Thanks JayS, SSSji and others. Of course, JayS (and others who gave the same answers) is correct. SSS / JayS's posts are clear enough but let me add my comments as I said I would.
The problem is actually very simple -- (yet illustrate basic physics).
Since the sat (after the delta-V is given) encounters no more outside force (except gravity - and we are ignoring things like air drag, gravitational waves, solar wind, collision with space trash ityadi
in EACH case the orbit will be
, obviously,... Ellipse! (Obviously delta-V is too small to reach escape velocity so, as SSS pointed out, no hyperbolic orbit - also remember circle is a special case of ellipse and any ellipse whose perigee is less than radius of earth will crash on earth)
Also KE (and hence total Energy) is increased in all cases except C ==> the new orbit will be "higher" in all cases except C. C is the only case where it will be lower.
If you want to calculate/estimate "how much" it too is VERY easy if one just uses the most basic concepts/formulas.
(see below for details)
Note: Please note: By higher orbit, we mean average of perigee and apogee
(also called semi-major axis
of ellipse) is greater. The time period of the orbit is *longer* here. Time period, BTW depends only on semi-major axis and thus for any elliptical orbit it is same as equivalent circular orbit whose radius is equal to semi-major axis)
If you want to visualize the shape or calculate the numbers, just look at SriKumar's one of the very first post where the discussion was started in the first place a few months ago.
Easiest to work with is the formula:
(Assume M is mass of earth, G is gravitational constant, a=semi-major axis (=average of perigee and apogee), r = distance from center of earth, v= velocity of sat and assume the mass of sat=1 unit) Energy = KE+PE = (1/2)v^2 - GM/r = -GM/2a
Rest is simple, first for circular orbit - substitute r=a=radius_of_earth+500 in above to get orbital velocity v (it will come around 8km/sec).

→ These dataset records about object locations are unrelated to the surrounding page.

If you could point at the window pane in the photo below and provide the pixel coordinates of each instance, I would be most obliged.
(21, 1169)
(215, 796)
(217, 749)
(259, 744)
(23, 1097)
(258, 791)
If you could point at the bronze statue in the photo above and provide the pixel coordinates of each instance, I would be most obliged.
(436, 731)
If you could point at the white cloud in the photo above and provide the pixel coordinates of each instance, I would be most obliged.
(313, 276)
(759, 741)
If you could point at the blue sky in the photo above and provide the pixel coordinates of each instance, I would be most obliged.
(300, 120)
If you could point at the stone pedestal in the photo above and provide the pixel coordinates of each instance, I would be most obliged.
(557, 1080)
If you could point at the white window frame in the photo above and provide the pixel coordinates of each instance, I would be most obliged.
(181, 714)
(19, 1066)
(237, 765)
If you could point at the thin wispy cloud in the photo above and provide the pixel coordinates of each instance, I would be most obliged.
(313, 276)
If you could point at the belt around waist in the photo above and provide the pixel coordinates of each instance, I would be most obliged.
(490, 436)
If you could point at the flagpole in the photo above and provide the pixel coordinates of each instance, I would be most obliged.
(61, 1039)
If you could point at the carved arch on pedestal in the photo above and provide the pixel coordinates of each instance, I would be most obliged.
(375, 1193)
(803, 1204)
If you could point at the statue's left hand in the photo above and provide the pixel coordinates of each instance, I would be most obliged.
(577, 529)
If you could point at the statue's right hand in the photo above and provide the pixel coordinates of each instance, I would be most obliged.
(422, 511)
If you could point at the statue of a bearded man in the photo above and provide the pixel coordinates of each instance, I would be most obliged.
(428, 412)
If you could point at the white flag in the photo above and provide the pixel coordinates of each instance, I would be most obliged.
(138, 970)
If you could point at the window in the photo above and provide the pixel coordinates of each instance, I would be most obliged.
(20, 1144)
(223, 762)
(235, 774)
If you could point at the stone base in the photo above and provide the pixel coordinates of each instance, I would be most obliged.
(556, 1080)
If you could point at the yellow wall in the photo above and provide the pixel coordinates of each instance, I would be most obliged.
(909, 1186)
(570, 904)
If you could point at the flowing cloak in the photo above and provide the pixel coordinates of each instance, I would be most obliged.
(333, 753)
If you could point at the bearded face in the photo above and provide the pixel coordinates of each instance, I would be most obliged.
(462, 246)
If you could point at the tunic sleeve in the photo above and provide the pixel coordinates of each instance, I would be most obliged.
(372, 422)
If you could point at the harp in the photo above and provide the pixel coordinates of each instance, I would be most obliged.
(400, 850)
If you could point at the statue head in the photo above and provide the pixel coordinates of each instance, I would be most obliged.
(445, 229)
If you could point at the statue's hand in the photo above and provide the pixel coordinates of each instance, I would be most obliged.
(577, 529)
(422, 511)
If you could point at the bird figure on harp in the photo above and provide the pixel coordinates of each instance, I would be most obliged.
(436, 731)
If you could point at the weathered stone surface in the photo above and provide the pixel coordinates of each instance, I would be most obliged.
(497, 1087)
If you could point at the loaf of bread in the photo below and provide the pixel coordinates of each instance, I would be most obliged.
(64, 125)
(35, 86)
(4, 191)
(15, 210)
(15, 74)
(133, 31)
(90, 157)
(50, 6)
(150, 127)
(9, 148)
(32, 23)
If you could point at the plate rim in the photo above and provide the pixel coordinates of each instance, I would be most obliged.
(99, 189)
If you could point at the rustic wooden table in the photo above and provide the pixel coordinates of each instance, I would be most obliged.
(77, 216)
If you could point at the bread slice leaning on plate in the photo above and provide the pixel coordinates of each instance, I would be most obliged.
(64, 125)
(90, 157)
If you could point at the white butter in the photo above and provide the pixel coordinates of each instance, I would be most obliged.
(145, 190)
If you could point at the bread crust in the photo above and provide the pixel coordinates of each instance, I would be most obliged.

Let us call this value = u=8000 m/s.
Now substitute v=(u+100) for case B, v=u-100 for case C, and sqrt(u^2+100^2) for case A and D, and you will get the new 'a'.
(This will be about 170 Km more, for case B, about 170 Km less for case C and for A and D it is about 1Km more that before. So the answer in clear terms -
Case A - Slightly elliptical orbit, slightly higher (average of perigee and apogee height from ground ~ 501 Km, perigee about 470km) . Time period is increased by about 1 second. (JayS is right about shape and orientation - see his post).
Case B - Same perigee, higher apogee (about 840Km), average about 670Km. Time period increased a by about 3 minutes.
Case C - Same apogee, lower perigee (about 160 Km above earth's surface -- still will avoid hitting earth ) Time period decreased by about 3 minutes.
Case D - SAME shape of orbit as case A - (Just sort of mirror image but read JayS's description) .
(For some, it may be some what counter intuitive that a higher orbit is achieved, and it does not matter if you shoot up or down
(All the above values I calculated just now without a calculator (or even a scratch pad - I did the calculations while typing) so results may be a little off ( within few %) but it should not change the basic concepts)-- perhaps someone can feed the data in computer and draw.
Case B and C are actually used when one wants to transfer from one orbit to other.
(Edited later: Some minor typo's corrected)